From $P(y|x)$ to $P(y)$: Investigating Reinforcement Learning in Pre-train Space

arXiv cs.LG / 4/16/2026

💬 OpinionSignals & Early TrendsIdeas & Deep AnalysisModels & Research

Key Points

  • The paper argues that RL with verifiable rewards (RLVR) improves LLM reasoning by optimizing P(y|x), but is limited by the base model’s existing output distribution P(y).
  • It introduces PreRL (Pre-train Space RL), which performs reward-driven online updates directly on the marginal distribution P(y) in pretraining space to mitigate distribution shift from static corpora.
  • The authors theoretically and empirically validate strong gradient alignment between log P(y) and log P(y|x), positioning PreRL as a practical surrogate for standard RL.
  • A key mechanism, Negative Sample Reinforcement (NSR), is shown to prune incorrect reasoning regions while promoting reflective behavior, boosting transition and reflection thoughts by 14.89x and 6.54x.
  • Building on this, the paper proposes Dual Space RL (DSRL) using NSR-PreRL to expand the reasoning horizon before switching to standard RL for fine-grained optimization, with results that outperform strong baselines.

Abstract

While reinforcement learning with verifiable rewards (RLVR) significantly enhances LLM reasoning by optimizing the conditional distribution P(y|x), its potential is fundamentally bounded by the base model's existing output distribution. Optimizing the marginal distribution P(y) in the Pre-train Space addresses this bottleneck by encoding reasoning ability and preserving broad exploration capacity.
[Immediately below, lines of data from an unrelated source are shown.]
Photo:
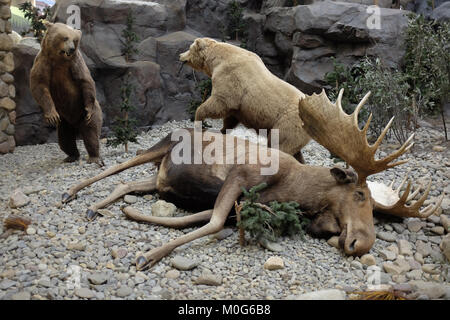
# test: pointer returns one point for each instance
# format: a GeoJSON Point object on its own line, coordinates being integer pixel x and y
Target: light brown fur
{"type": "Point", "coordinates": [330, 196]}
{"type": "Point", "coordinates": [62, 85]}
{"type": "Point", "coordinates": [244, 90]}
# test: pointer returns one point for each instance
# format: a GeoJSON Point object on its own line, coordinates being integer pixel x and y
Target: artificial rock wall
{"type": "Point", "coordinates": [7, 89]}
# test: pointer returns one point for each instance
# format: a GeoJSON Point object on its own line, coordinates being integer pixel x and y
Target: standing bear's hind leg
{"type": "Point", "coordinates": [91, 137]}
{"type": "Point", "coordinates": [67, 140]}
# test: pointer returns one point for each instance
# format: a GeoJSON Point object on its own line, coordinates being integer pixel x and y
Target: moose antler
{"type": "Point", "coordinates": [401, 209]}
{"type": "Point", "coordinates": [339, 132]}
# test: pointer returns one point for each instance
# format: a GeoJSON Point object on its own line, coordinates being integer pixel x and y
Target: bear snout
{"type": "Point", "coordinates": [184, 57]}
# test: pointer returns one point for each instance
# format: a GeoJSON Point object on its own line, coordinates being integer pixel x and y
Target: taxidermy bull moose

Yet, conventional pre-training relies on static corpora for passive learning, leading to a distribution shift that hinders targeted reasoning enhancement. In this paper, we introduce PreRL (Pre-train Space RL), which applies reward-driven online updates directly to P(y). We theoretically and empirically validate the strong gradient alignment between log P(y) and log P(y|x), establishing PreRL as a viable surrogate for standard RL. Furthermore, we uncover a critical mechanism: Negative Sample Reinforcement (NSR) within PreRL serves as an exceptionally effective driver for reasoning. NSR-PreRL rapidly prunes incorrect reasoning spaces while stimulating endogenous reflective behaviors, increasing transition and reflection thoughts by 14.89x and 6.54x, respectively. Leveraging these insights, we propose Dual Space RL (DSRL), a Policy Reincarnation strategy that initializes models with NSR-PreRL to expand the reasoning horizon before transitioning to standard RL for fine-grained optimization. Extensive experiments demonstrate that DSRL consistently outperforms strong baselines, proving that pre-train space pruning effectively steers the policy toward a refined correct reasoning subspace.